On touche probablement là à l’une des pierres angulaires du consensus prohibitionniste français. Que ce soit aux Etats-Unis, au Canada, en Allemagne, aux Pays-Bas, en Suisse, Au Royaume-Uni, en Espagne… ce sont des pouvoirs locaux qui ont osé briser le tabou de la guerre à la drogue. Distribution d’héroïne médicale à Liverpool, coffee shops à Amsterdam, "scène ouverte de la drogue" à Zurich, salles de shoot à Vancouver, cannabis thérapeutique en Californie… des maires, des gouverneurs, des parlements locaux ou des responsables policiers ou du système de soins ont osé prendre des initiatives qui n’auraient jamais pu l’être à l’échelle d’un pays.
Souvent semi-clandestines à l’origine, certaines de ces expériences ont prospéré, d’autres non. Mais toutes avaient en commun d’être basées sur l’expérience de terrain, de répondre de manière pragmatique à une situation d’urgence, sans se soucier des réactions à court terme de l’opinion publique. Plus tard, certaines sont devenues des politiques nationales, servant même d’exemple à l’étranger.

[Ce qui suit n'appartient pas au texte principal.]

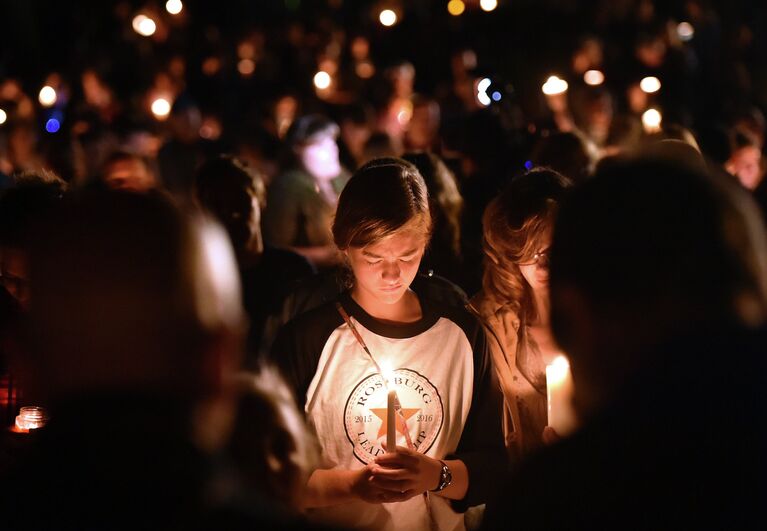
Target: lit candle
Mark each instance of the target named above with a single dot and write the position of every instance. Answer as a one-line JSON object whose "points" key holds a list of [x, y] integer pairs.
{"points": [[559, 391], [391, 422]]}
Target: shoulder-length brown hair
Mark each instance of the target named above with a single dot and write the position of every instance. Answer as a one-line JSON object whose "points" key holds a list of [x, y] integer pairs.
{"points": [[513, 225], [384, 196]]}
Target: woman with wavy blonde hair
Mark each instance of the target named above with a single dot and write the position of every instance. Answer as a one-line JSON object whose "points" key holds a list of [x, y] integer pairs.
{"points": [[514, 301]]}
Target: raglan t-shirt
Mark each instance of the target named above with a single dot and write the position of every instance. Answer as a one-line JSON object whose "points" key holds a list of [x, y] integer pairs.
{"points": [[440, 368]]}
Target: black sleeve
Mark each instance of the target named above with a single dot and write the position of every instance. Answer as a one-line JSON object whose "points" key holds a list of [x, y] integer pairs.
{"points": [[481, 446]]}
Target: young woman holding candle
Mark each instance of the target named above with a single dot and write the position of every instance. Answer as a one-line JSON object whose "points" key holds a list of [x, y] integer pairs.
{"points": [[514, 300], [391, 331]]}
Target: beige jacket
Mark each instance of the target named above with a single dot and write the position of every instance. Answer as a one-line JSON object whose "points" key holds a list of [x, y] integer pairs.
{"points": [[525, 413]]}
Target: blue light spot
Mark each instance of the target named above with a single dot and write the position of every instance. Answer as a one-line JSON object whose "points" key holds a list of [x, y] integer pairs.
{"points": [[52, 125]]}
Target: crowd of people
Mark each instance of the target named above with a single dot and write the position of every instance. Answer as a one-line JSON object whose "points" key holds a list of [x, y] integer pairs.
{"points": [[286, 305]]}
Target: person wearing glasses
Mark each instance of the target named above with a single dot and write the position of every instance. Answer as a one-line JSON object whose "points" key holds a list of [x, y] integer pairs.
{"points": [[514, 301]]}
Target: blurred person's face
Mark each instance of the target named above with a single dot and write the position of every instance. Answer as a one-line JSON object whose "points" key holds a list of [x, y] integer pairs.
{"points": [[536, 270], [21, 143], [320, 158], [355, 136], [652, 53], [384, 270], [745, 164], [423, 126], [129, 174], [14, 274]]}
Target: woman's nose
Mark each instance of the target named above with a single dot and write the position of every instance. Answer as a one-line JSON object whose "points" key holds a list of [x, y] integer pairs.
{"points": [[391, 271]]}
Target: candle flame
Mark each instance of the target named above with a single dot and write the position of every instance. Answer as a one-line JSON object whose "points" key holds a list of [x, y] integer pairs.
{"points": [[557, 370], [386, 371]]}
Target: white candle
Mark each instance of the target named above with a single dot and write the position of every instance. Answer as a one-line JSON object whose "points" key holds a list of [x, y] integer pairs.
{"points": [[391, 422], [559, 392]]}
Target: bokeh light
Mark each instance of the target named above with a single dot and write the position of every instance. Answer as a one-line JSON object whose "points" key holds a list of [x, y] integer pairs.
{"points": [[456, 7], [388, 17], [161, 108], [650, 85], [143, 25], [322, 80], [651, 120], [488, 5], [174, 7], [685, 31], [482, 87], [554, 85], [246, 67], [52, 125], [47, 96], [593, 78]]}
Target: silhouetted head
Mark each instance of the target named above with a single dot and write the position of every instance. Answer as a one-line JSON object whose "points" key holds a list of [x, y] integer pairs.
{"points": [[645, 252]]}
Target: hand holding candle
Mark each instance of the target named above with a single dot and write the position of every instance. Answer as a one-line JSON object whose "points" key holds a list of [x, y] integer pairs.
{"points": [[559, 391]]}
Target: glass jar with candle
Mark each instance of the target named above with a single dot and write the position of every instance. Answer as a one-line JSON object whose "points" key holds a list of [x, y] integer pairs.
{"points": [[31, 418]]}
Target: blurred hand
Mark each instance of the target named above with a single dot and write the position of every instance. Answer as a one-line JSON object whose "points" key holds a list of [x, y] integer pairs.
{"points": [[366, 488], [406, 471]]}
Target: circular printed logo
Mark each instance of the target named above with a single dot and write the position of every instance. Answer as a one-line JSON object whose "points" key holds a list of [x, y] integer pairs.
{"points": [[365, 415]]}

En France, pays de tradition centralisatrice, ce type d’expériences est inenvisageable, expliquant pour partie notre incroyable retard en matière de prise en charge des toxicomanes. On l’a à nouveau vu à propos du récent débat sur les salles d’injection supervisées pour usagers de drogues. Les maires des deux plus grandes villes de France, l’un PS, Bertrand Delanoë, l’autre UMP, Jean-Claude Gaudin, les membres de Elus, Santé Publique & Territoires, représentant 60 villes de France, se sont dits prêts à accueillir de telles expériences. Mais probablement effrayé par la réaction de l’électorat de droite, le Premier ministre a prématurément sifflé la fin de la récré. Malgré l’avis des scientifiques de l’Inserm qui soulignaient les résultats encourageants de ces dispositifs, l’expérience n’aura jamais lieu.
Résultat, la France est l’un des pays les plus répressifs en matière de lutte contre la toxicomanie et l’un de ceux où les jeunes consomment le plus de cannabis. Et tous les majors Colvin de notre beau pays auront beau présenter des résultats concerts, ce sont toujours les commandants Rawls en attente de réelection qui y auront le dernier mot.